The reason series purists hate H3 is that it has nothing to do with Michael Myers.  Well too damn bad, Mikey died in H2.  This film is about Halloween itself.  Clumsy at times, the film keeps its own credibility by setting the story in a world where magic is most definitely a factor, it just doesn't tell you that from the start.  Oh, and Tom bloody awesome Atkins.
Overall Credibility: 7 out of 10 (there are moments that require you to really suspend that disbelief)
Series Credibility: N/A (not a part of series canon)
Halloween 4: The Return of Michael Myers (1988)- What can we say about a film with that title?  It is correct; Michael Myers indeed returns, as does Dr.
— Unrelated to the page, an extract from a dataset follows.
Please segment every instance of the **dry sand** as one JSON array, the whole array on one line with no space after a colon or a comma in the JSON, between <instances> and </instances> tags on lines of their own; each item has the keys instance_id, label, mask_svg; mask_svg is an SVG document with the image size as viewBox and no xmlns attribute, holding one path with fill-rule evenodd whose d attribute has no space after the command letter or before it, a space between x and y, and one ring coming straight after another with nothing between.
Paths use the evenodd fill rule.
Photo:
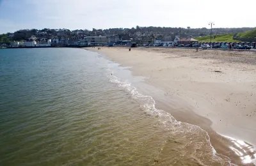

Sam Loomis.  Outside of that...
H4 is very much a late 80's Slasher with a huge body count, obligatory T&A, stupid victims you want to see die and general mayhem.  The lurking, efficient predator of the first film has been replaced by a more Jason Vorhees type of 'creative kill' guy.  Instead of looking to kill his sister Laurie, Mikey must content himself with killing his niece as Laurie has died in an automobile accident leaving behind her only offspring, Jamie Lloyd who lives with foster parents and a foster big sister, Rachel.  Michael survived total immolation from H2, it would seem, by going into a protective coma (credibility gone, plausibility gone, possibility stretching) and Dr. Loomis survived as well with some nasty burns and a limp (credibility still gone, plausibility stretching back, possibility restored...we never saw Loomis's body, he could have survived the explosion...he does look rough).  Michael awakes from his coma, gets to steppin' and does his thing back in Haddonfield.  Loomis pursues.  It's great to see Loomis do the crazy rants because you start to feel the man is sliding into insanity for real.  Big redneck explosions end the film.  Little girl in peril...risky subject.  Oh, and a whorey girl gets her comeuppance.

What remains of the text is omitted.